Makalenin tamamına ulaşmak aşağıdaki linke tıklayınız.
Giriş:
Arap Baharı’nın başladığı Tunus ve ardından devam ettiği Mısır’da otoriter yönetimlerin devrilerek demokratikleşme sürecine girilmesi “üçüncü demokratikleşme dalgasının” nihayet Ortadoğu ve Kuzey Afrika başkentlerini de vurduğunu düşündürmüştür.[i] Libya’da M. Kaddafi yönetiminin ancak uluslararası müdahale ile değiştirilebilmesi, Bahreyn’de protestoların kanlı bir şekilde bastırılması, Yemen’de Salih’in cumhurbaşkanlığını bırakması karşılığında geçiş döneminin yardımcısının ve eski rejimin unsurları tarafından yönetiliyor olması, Suriye’de iç savaşın yaşanıyor olması otoriter yönetimlerden demokrasiye geçiş sürecinin düzçizgisel olmadığını ve “domino etkisi teorisi” ile açıklanamayacağını göstermektedir.[ii]Arap Baharının neden “domino etkisi” üretmediği sorusu önümüzdeki yıllarda da araştırmacıların cevap aradığı sorulardan birisi olacaktır.
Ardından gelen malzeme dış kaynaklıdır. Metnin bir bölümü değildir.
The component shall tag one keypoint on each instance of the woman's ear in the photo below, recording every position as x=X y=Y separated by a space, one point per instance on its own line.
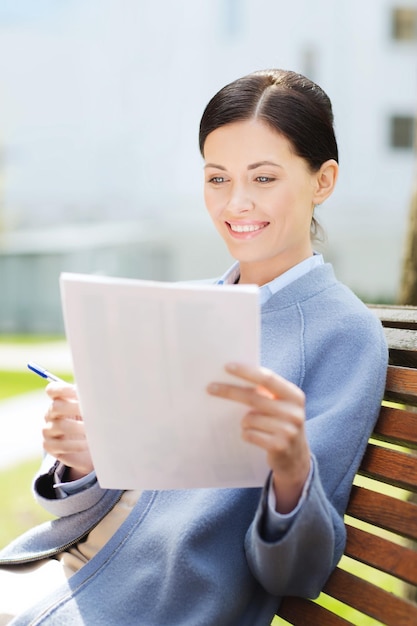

Bu soruya verilen muhtelif cevaplar protestocular gibi otoriter liderlerin de isyanlarla nasıl başa çıkabileceğini öğrendiğinden,[iii] Tunus ve Mısır’dakinin aksine diğer ülkelerde orduların isyanlara katılmadığına,[iv] Neo-Memluk Baasçı yapıların siyasi meşruiyetinin Körfez Monarşilerinin meşruiyetinden farklı olduğundan,[v] Körfez Monarşilerinin çeşitli ekonomik tedbirleri başarılı bir şekilde uyguladığına,[vi] mezhepçiliğin siyasi araç olarak kullanılmasının tek bir isyancı cephe oluşmasını engellediğine[vii] kadar bir çok açıklamayı içermektedir.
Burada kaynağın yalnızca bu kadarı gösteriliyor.